Metadata-Version: 2.1
Name: querynl-cli
Version: 0.2.5
Summary: AI-powered CLI for natural language database queries and automated test data generation
Home-page: https://github.com/dushshantha/QueryNL
Author: QueryNL Team
Author-email: QueryNL Team <contact@querynl.io>
License: MIT
Project-URL: Homepage, https://github.com/dushshantha/QueryNL
Project-URL: Documentation, https://github.com/dushshantha/QueryNL/blob/main/README.md
Project-URL: Repository, https://github.com/dushshantha/QueryNL
Project-URL: Issues, https://github.com/dushshantha/QueryNL/issues
Keywords: database,sql,natural-language,cli,test-data,faker,llm,ai
Classifier: Development Status :: 4 - Beta
Classifier: Intended Audience :: Developers
Classifier: Intended Audience :: System Administrators
Classifier: Topic :: Database
Classifier: Topic :: Software Development :: Code Generators
Classifier: Topic :: Utilities
Classifier: License :: OSI Approved :: MIT License
Classifier: Programming Language :: Python :: 3
Classifier: Programming Language :: Python :: 3.10
Classifier: Programming Language :: Python :: 3.11
Classifier: Programming Language :: Python :: 3.12
Classifier: Operating System :: OS Independent
Requires-Python: >=3.10
Description-Content-Type: text/markdown
License-File: LICENSE
Requires-Dist: click (>=8.1.0)
Requires-Dist: click-repl (>=0.3.0)
Requires-Dist: rich (>=13.0.0)
Requires-Dist: prompt-toolkit (>=3.0.52)
Requires-Dist: keyring (>=25.0.0)
Requires-Dist: keyrings.cryptfile (>=1.3.0)
Requires-Dist: psycopg2-binary (>=2.9.0)
Requires-Dist: pymysql (>=1.0.0)
Requires-Dist: pymongo (>=4.0.0)
Requires-Dist: pyyaml (>=6.0.0)
Requires-Dist: pydantic (>=2.0.0)
Requires-Dist: httpx (>=0.27.0)
Requires-Dist: openai (>=1.0.0)
Requires-Dist: anthropic (>=0.7.0)
Requires-Dist: langchain (>=0.1.0)
Requires-Dist: langchain-core (>=0.1.0)
Requires-Dist: langchain-openai (>=0.0.2)
Requires-Dist: langchain-anthropic (>=0.0.1)
Requires-Dist: pandas (>=2.0.0)
Requires-Dist: openpyxl (>=3.0.0)
Requires-Dist: sqlalchemy (>=2.0.0)
Requires-Dist: Faker (>=38.2.0)
Requires-Dist: toposort (>=1.10)
Requires-Dist: pytest (>=8.0.0)
Requires-Dist: pytest-cov (>=4.0.0)
Requires-Dist: pytest-mock (>=3.12.0)
Requires-Dist: ruff (>=0.1.0)

# QueryNL CLI - Natural Language Database Queries from the Terminal

A powerful command-line interface for executing database queries using natural language. QueryNL CLI provides terminal-native access to database querying, connection management, and query history tracking.

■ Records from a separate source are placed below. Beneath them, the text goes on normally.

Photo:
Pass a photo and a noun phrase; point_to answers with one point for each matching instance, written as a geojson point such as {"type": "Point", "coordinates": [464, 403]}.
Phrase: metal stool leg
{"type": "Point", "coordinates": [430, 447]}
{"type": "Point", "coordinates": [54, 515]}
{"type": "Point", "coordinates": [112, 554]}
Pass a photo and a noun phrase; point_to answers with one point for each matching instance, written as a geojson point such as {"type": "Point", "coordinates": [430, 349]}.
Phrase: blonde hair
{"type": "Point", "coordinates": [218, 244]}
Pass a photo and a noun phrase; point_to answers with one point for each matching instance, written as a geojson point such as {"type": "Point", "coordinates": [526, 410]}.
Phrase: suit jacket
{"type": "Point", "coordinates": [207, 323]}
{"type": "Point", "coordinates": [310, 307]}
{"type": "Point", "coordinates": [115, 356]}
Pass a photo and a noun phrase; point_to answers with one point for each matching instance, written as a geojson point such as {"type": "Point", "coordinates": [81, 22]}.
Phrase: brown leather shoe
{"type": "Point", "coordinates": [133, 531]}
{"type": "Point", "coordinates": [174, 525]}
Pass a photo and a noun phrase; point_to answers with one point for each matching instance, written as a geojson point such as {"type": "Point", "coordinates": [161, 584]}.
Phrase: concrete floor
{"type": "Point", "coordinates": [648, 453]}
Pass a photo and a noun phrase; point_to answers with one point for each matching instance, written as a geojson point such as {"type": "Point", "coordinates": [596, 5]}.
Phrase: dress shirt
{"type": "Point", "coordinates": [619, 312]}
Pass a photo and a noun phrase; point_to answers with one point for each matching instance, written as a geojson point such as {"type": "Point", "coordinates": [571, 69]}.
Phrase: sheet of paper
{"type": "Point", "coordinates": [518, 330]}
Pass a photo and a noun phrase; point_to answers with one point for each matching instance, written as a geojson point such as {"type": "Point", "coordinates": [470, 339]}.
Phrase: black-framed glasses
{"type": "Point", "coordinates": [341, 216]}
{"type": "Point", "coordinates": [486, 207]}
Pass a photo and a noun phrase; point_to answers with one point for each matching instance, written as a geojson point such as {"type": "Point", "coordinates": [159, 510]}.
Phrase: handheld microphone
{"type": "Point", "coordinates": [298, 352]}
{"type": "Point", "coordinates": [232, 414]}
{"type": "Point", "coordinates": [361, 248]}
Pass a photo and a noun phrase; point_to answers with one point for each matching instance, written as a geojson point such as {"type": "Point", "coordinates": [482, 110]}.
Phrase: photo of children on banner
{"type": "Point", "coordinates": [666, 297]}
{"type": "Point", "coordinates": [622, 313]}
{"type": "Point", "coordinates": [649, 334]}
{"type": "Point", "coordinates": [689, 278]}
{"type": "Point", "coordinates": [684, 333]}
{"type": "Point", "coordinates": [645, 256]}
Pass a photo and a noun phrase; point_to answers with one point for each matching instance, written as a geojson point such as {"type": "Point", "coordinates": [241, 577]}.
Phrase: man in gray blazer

## 🎯 MVP Features (Version 0.1.0)

This is the **Minimum Viable Product** implementation with core functionality:

### ✅ Implemented Features

- **Connection Management** (User Story 2 - P1)
  - Add/list/test/use/remove database connections
  - Secure credential storage via OS keychain
  - Support for PostgreSQL, MySQL, SQLite, MongoDB
  - SSH tunnel configuration
  - Environment variable support for CI/CD

- **Natural Language Queries** (User Story 1 - P1)
  - Execute database queries using natural language
  - **🆕 Real LLM Integration** (OpenAI GPT-4 & Anthropic Claude)
  - SQL generation with syntax highlighting preview
  - Confirmation prompts for destructive operations
  - Multiple output formats (table, JSON, CSV, markdown)
  - Query history tracking
  - Scriptable commands with proper exit codes
  - Automatic fallback to pattern matching if LLM unavailable

### 🆕 LLM Integration (NEW!)

QueryNL now supports real AI-powered query generation:

- **Providers**: OpenAI GPT-4, Anthropic Claude 3.5 Sonnet
- **Secure**: API keys stored in system keychain
- **Smart**: Understands database schema and context
- **Safe**: Confidence scoring and destructive operation detection
- **Fallback**: Works without API keys using pattern matching

**Quick Setup:**
```bash
querynl config llm --provider openai --test
# Enter your OpenAI API key when prompted
```

See [LLM_SETUP.md](LLM_SETUP.md) for detailed configuration guide.

### 🎉 Test Data Generation (NEW!)

**Feature Branch**: `005-add-test-data`

Automatically populate your database schemas with realistic test data using natural language!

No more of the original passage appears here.